Discuss black-box versus crystal/white-box testing while building your rules of engagement (RoE), noting that crystal box testing often provides more detailed results, is safer, and delivers better business value.

Make sure you get written permission to test any third parties that own or operate target systems (MSSPs, cloud providers, ISPs, shared hosting environments, border routers, DNS servers, etc.)

Discuss with target system personnel the particularly sensitive information they have in their environment (such as PII) and how you can measure access to it without actually downloading it. Consider going after generic sample records planted to demonstrate your access instead of the actual sensitive data.

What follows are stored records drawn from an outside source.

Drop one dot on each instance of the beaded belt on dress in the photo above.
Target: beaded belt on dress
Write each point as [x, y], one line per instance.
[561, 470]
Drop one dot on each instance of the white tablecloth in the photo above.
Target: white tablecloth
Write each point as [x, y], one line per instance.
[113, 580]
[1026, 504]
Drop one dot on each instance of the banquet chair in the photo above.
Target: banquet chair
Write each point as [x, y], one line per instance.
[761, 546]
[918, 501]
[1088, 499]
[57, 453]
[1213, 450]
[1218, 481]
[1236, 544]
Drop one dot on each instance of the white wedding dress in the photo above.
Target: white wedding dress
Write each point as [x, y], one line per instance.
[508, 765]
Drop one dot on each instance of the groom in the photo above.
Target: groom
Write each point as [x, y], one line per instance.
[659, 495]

Carefully consider all interactions with third-party servers and searches to ensure you do not divulge sensitive information about the target or violate a non-disclosure arrangement by using them. You may want to consider using the TOR network to obscure your relationship with the target organization.

Look for common office documents posted on target websites by using Google searches for: site:<TargetDomain> ext:doc | ext:docx | ext:xls | ext:xlsx | ext:pdf

Remember to check social networking sites (especially LinkedIn, Facebook, and Twitter) to learn about target personnel and the technologies they use.

Use the Shodan search engine’s “net:” directive to look for unusual or interesting devices in the target network address ranges. Also, use unique footer information (such as a common copyright notice on target web pages) to find additional pages via Shodan using the “html:” directive.

Double-check that all IP addresses included in the scope belong to the target organization and aren’t a mistake. Use whois lookups and traceroute to check that the addresses make sense and actually belong to the target organization.

In LinkedIn, look for long-term IT and InfoSec employees to see which technologies they are familiar with, including firewalls, development environments, and more.